Tuesday, January 25, 2011

-bash: ./flume: No such file or directory BUT flume is there and works elsewhere

We have a product built on CentOS 4 32-bit Linux that runs unmodified on 32- and 64-bit CentOS/RHEL 4 and 5 and SLES 10. It also runs unmodified on SLES 9 64-bit. [SLES 9 32-bit requires a different libstdc++.

The name of the main binary executable is 'flume'

Yesterday we tried to put this on 64-bit Ubuntu 10 and, even though the file is there and the right size, we get:

-bash: ./flume: No such file or directory

file flume shows it to be a 32-bit ELF (can't remember the exact output and the system is on an isolated network)

If put into /usr/local/bin, then which flume /usr/local/bin/flume

I did not try ldd flume yet.

I now suspect that some library is not there.

This is a profoundly unhelpful message and one I have never seen before.

Is this peculiar to Ubuntu or perhaps just to this installation.

We gave up and moved to a RHEL 4 system and everything is fine. But I sure would like to know what causes this.

  • Did you try to give execute rights to the file?

    chmod +x ./flume 
    
    basvdlei : That would give "Permission denied" instead of "No such file or directory"
    SvenW : Yep, you are right.
    lcbrevard : Sorry, I should have made clear that the mode bits showed as executable - i.e., chmod +x flume was done at the very beginning. I also checked with lsattr to see if anything was funny there but that was OK too. I have not had a chance to try ldd or strace because the server room had an air conditioning failure and everything is powered off!
    From SvenW
  • You can get this message if flume exists but its “loader” doesn't exist, where

    • the loader of a native executable is its dynamic loader, for example /lib/ld-linux.so.2;
    • the loader of a script is the program mentioned on its shebang line, e.g., /bin/sh if the script begins with #!/bin/sh.
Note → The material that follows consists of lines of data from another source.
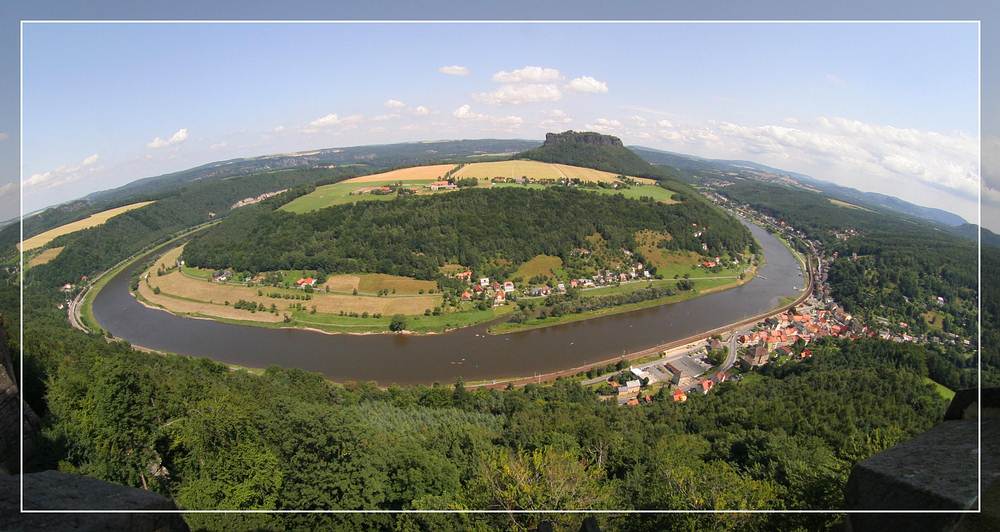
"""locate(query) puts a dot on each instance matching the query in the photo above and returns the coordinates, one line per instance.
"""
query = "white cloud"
(465, 112)
(454, 70)
(333, 119)
(521, 93)
(62, 175)
(528, 74)
(836, 80)
(178, 137)
(326, 120)
(555, 118)
(587, 84)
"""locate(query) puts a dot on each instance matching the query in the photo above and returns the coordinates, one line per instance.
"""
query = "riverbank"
(510, 327)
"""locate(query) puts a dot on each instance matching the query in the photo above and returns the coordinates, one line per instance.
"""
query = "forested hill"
(593, 150)
(414, 236)
(242, 173)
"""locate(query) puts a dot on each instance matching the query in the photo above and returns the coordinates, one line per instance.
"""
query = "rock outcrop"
(53, 490)
(10, 415)
(581, 137)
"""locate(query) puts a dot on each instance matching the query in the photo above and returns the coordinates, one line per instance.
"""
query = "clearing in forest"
(539, 265)
(46, 256)
(93, 220)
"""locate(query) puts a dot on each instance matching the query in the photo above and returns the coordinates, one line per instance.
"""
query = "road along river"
(469, 353)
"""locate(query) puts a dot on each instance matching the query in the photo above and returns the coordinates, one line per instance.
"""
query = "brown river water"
(469, 353)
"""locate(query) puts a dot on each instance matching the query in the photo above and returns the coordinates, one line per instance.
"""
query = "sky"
(890, 108)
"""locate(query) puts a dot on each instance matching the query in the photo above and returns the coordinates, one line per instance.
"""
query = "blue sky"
(788, 95)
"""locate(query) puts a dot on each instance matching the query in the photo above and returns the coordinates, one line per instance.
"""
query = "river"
(469, 353)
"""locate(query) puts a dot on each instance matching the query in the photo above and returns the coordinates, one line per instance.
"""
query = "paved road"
(669, 358)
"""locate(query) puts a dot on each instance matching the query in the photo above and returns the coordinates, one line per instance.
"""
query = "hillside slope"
(593, 150)
(696, 169)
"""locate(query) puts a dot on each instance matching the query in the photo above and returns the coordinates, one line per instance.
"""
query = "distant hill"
(970, 231)
(594, 150)
(695, 169)
(376, 157)
(365, 159)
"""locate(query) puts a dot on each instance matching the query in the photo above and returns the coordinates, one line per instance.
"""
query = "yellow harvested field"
(539, 265)
(373, 282)
(536, 170)
(342, 283)
(45, 256)
(183, 294)
(93, 220)
(416, 173)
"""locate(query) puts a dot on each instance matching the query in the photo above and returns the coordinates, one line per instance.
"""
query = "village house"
(679, 396)
(441, 185)
(756, 357)
(306, 282)
(629, 391)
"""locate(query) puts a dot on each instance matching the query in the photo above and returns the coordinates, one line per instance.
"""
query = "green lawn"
(418, 324)
(547, 265)
(656, 192)
(340, 193)
(627, 288)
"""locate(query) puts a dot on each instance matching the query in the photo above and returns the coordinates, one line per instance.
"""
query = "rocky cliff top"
(581, 137)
    In your case, it looks like you don't have the 32-bit dynamic loader installed on the 64-bit Ubuntu system. It's in the libc6-i386 package.

    strings ./flume | head -n 1 will display the path to the dynamic loader that flume requires. This is one of those rare cases where strace ./flume is completely unhelpful.

    I consider this situation to be Unix's most misleading error message. Unfortunately fixing it would be hard: the kernel can only report a numeric error code to the caller of the program, so it only has room for “command not found” and not for the name of the loader it's looking for.